|Title||Community exposure to potential climate-driven changes to coastal-inundation hazards for six communities in Essex County, Massachusetts|
|Year of Publication||2016|
|Authors||Abdollahian, Nina, Ratliff Jamie L., and Wood Nathan J.|
|Keywords||Atlantic coast, conservation, decision-making, sea level rise|
Understanding if and how community exposure to coastal hazards may change over time is crucial information for coastal managers tasked with developing climate adaptation plans. This report summarizes estimates of population and asset exposure to coastal-inundation hazards associated with sea-level-rise and storm scenarios in six coastal communities of the Great Marsh region of Essex County, Massachusetts.

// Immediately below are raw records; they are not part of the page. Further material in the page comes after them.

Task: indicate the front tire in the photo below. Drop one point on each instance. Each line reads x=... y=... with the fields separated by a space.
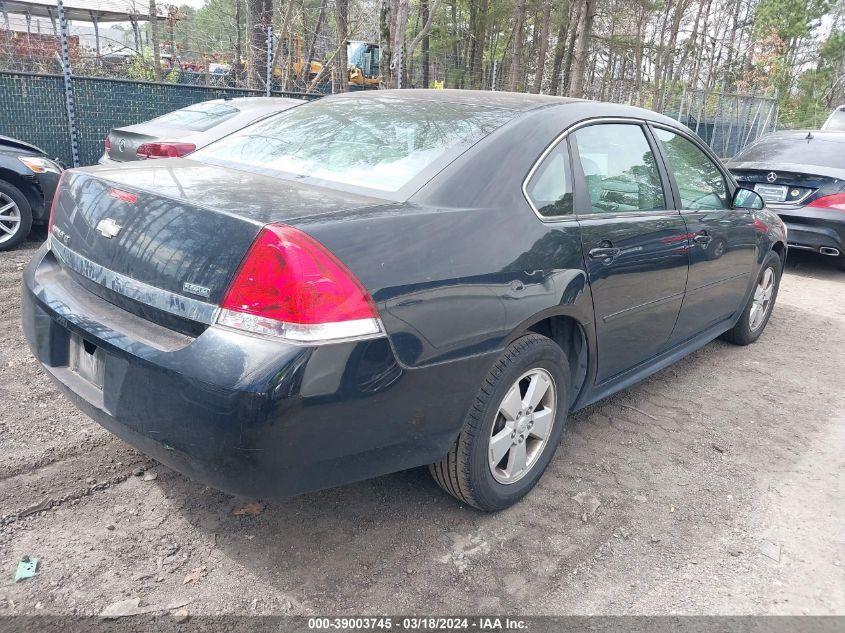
x=15 y=216
x=513 y=428
x=756 y=314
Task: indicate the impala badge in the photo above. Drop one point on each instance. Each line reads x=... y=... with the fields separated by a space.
x=108 y=228
x=194 y=289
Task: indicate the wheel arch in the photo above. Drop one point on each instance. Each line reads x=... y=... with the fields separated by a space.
x=29 y=188
x=780 y=248
x=571 y=336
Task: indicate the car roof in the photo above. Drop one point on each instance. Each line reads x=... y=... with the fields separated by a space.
x=802 y=135
x=8 y=141
x=494 y=99
x=515 y=101
x=255 y=103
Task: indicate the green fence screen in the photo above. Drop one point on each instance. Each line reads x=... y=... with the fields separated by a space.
x=32 y=108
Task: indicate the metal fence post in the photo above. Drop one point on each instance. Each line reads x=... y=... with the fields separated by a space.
x=269 y=59
x=71 y=117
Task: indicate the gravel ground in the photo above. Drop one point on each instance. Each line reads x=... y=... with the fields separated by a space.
x=714 y=487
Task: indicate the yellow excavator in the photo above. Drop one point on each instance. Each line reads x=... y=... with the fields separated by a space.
x=362 y=62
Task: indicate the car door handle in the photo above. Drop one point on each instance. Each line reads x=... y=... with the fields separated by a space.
x=604 y=253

This U.S. Geological Survey (USGS) analysis was conducted in collaboration with National Wildlife Federation (NWF) representatives, who are working with local stakeholders to develop local climate adaptation plans for the Towns of Salisbury, Newbury, Rowley, Ipswich, and Essex and the City of Newburyport (hereafter referred to as communities). Community exposure was characterized by integrating various community indicators (land cover and land use, population, economic assets, critical facilities, and infrastructure) with coastal-hazard zones that estimate inundation extents and water depth for three time periods.

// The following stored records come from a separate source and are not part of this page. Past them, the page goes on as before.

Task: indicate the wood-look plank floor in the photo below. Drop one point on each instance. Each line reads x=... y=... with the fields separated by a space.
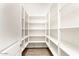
x=37 y=52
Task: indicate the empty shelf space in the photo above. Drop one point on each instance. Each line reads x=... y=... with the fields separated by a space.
x=36 y=41
x=36 y=52
x=69 y=49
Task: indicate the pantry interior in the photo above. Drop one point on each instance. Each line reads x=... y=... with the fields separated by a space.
x=39 y=25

Estimates of community exposure are based on the presence of people, businesses, and assets in hazard zones that are calculated from geospatial datasets using geographic-information-system (GIS) tools. Results are based on current distributions of people and assets in hazard zones and do not take into account projections of human population, asset, or land-use changes over time. Results are not loss estimates based on engineering analysis or field surveys for any particular facility and do not take into account aspects of individual and household preparedness before an extreme event, adaptive capacity of a community during an event, or long-term resilience of individuals and communities after an event. Potential losses would match reported inventories only if all residents, business owners, public managers, and elected officials were unaware of what to do if warned of an imminent threat, failed to take protective measures during an extreme event, or failed to implement any long-term strategies to mitigate potential impacts. This analysis is intended to serve as a foundation for additional risk-related studies, plans, and mitigation efforts that are tailored to local needs. After a summary of the geospatial methods used in the analysis, results are organized by community so that local officials can easily use them in their local adaptation planning efforts.